La discrimination dans le cadre de contrôles d'identités existe bel et bien. C'est même une réalité auquel ont régulièrement recours les policiers de Belgique, selon un nouveau rapport publié par Amnesty International. 

Le profilage ethnique, c'est ce que font les autorités quand elles contrôlent un individu dans la rue en raison de sa couleur de peau ou de son origine, sans raison objective. En fait, selon la loi, procéder à un contrôle d'identité ne pourrait se faire qu'en cas de comportement suspect de la personne visée et avec des "motifs raisonnables".

Si cette pratique est discriminatoire et donc interdit par le droit belge et international, c'est une autre affaire en réalité. En effet, entre juin et janvier dernier, Amnesty International s'est penché sur la question et a interrogé 48 fonctionnaires de police de neuf zones différentes en Belgique. L'ONG a également interrogé 20 personnes issues d'une minorité ethnique.

Discrimination

Le constat est sans appel: entre la loi et la pratique, il y a un net fossé puisque la police a affirmé avoir régulièrement recours au profilage ethnique. "Je fais du profilage ethnique, c’est vrai, mais je ne vois pas comment je pourrais faire mon travail autrement", révèle d'ailleurs un inspecteur de police. Voilà comment résumer le pourquoi du comment.

En réalité, en Belgique, il n'existe pas d'enregistrement des contrôles d'identité. Résultat, pour les policiers, il est difficile de faire des contrôles d'identité dans la rue qui soient efficaces. Du coup, ils n'ont d'autres choix que de se fier à leurs intuitions. Mais ces intuitions sont souvent liées à des stéréotypes, que les agents contribuent consciemment ou non à perpétuer, regrettent les auteurs de l'étude.

Travail inefficace des policiers

Le problème, c'est qu'avoir recours au profilage ethnique est non seulement discriminatoire, mais ne permet pas aux policiers de faire correctement leur travail. "En arrêtant le profilage ethnique, non seulement on cesse de discriminer, mais on augmente en plus l’efficacité du travail policier", indique Philippe Hensmans, directeur de la section belge francophone d’Amnesty International.

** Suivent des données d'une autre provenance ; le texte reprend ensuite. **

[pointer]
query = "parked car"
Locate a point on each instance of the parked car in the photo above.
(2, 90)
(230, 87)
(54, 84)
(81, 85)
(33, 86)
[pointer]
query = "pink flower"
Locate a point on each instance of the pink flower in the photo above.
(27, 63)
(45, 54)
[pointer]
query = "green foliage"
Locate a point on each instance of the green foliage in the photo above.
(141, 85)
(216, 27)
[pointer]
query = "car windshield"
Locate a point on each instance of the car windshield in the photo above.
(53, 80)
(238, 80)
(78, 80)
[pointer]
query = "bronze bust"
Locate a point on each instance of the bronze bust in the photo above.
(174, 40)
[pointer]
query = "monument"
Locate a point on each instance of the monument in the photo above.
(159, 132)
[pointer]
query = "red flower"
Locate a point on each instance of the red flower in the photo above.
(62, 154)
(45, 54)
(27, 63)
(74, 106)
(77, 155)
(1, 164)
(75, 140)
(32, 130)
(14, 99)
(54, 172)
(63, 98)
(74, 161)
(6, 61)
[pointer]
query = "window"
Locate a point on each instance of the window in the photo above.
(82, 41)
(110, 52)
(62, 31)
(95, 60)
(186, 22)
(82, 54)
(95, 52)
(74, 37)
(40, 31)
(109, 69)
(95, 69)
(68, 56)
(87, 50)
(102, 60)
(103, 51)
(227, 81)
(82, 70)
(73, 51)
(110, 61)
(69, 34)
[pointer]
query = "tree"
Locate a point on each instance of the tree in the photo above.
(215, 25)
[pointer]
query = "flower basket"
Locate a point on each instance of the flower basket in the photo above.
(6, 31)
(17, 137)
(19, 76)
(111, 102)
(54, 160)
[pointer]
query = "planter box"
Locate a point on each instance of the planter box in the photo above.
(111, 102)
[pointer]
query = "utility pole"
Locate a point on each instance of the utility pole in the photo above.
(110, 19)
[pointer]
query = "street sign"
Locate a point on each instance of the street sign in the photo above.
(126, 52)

Mais pour Jan Jambon, le ministre de l'Intérieur, le profilage ethnique ne fait pas partie de la politique de la police. "Jamais un ministre de l'Intérieur n'a fait autant d'effort pour lutter contre le profilage ethnique", estime le porte-parole de Jan Jambon, Olivier Van Raemdonck. Avoir recours à l'enregistrement des données sur les contrôles d'identités n'est pas non plus une option envisageable, étant donné qu'il considère qu'il faut maintenir une relation de confiance avec les policiers: "Un enregistrement des données pourrait avoir comme effet pervers d'entraver le travail des policiers parce qu'ils se méfieraient de l'administration", précise encore son porte-parole.